Rep. Chris Welch during debate on the floor of the Illinois House
Brian Mackey
/
NPR Illinois
State Rep. Chris Welch, a Democrat from Hillside and former Northwestern baseball player, argues letting college athletes make money off their image is a matter of fairness.

A proposal that would let college athletes make money from endorsements cleared a major hurdle Wednesday in the Illinois General Assembly.

The legislation would let students monetize their name, image or likeness — something that under preset NCAA rules would jeopardize their eligibility and thus their scholarships.

As Illinois lawmakers have been considering the proposal, the NCAA board of governors on Tuesday said it was getting behind the concept, though with a big caveat about "maintaining the collegiate model.”

State Rep. Emanuel “Chris” Welch, a Democrat from Hillside who is sponsoring the legislation, says the NCAA’s turnabout is not good enough.

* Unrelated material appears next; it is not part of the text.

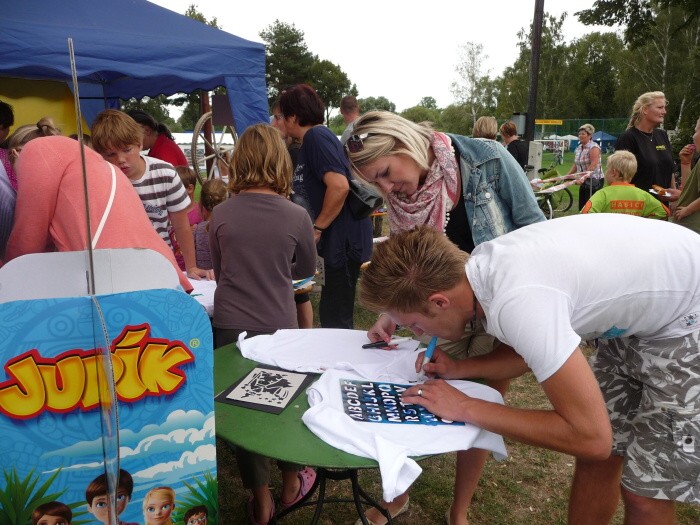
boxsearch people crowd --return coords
[0,84,700,525]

“The NCAA basically did a PR stunt. It completely lacked substance,” Welch told his colleagues during debate. “Make no mistake about it: We’ve got their attention.”

Welch, who played college baseball at Northwestern, says his legislation is about fairness.

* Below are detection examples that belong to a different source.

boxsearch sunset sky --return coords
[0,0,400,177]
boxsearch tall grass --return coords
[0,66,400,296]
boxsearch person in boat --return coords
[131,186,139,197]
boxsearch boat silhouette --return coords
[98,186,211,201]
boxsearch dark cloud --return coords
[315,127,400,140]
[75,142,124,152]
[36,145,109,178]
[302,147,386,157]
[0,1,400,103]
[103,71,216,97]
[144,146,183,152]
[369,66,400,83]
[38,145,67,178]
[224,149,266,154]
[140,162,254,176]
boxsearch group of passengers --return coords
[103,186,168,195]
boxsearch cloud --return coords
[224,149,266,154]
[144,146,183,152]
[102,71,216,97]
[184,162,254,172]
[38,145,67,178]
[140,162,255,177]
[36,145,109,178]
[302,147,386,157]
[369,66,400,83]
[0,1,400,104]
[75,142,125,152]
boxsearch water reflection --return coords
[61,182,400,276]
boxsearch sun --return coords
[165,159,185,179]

“The NCAA, colleges, coaches, athletic directors, and commissioners have made billions — billions — and they’ve done it off the names, likenesses and images of student athletes, who make nothing,” he said.

The legislation, House Bill 3904, passed the House on a bipartisan vote of 86-25.

Rep. Anthony DeLuca debates on the floor of the Illinois House
Credit Brian Mackey / NPR Illinois
Rep. Anthony DeLuca, a Democrat from Chicago Heights, argues allowing players to make money off college athletics would be the end of the idea of amateur athletics.

Among the opponents were Rep. Anthony DeLuca, a Democrat from Chicago Heights: “This is a sad day for amateur athletics. A very sad day. This is driving a knife, a dagger, right through the heart of amateur athletics.”

The legislation still has to get through the Illinois Senate, but if it does, Gov. J.B. Pritzker has said he’ll sign it into law.

Illinois would be the second state to allow college athletes to control their name, image and likeness — following a similar law signed last month in California.

Like California, the Illinois rules wouldn’t take effect until the year 2023.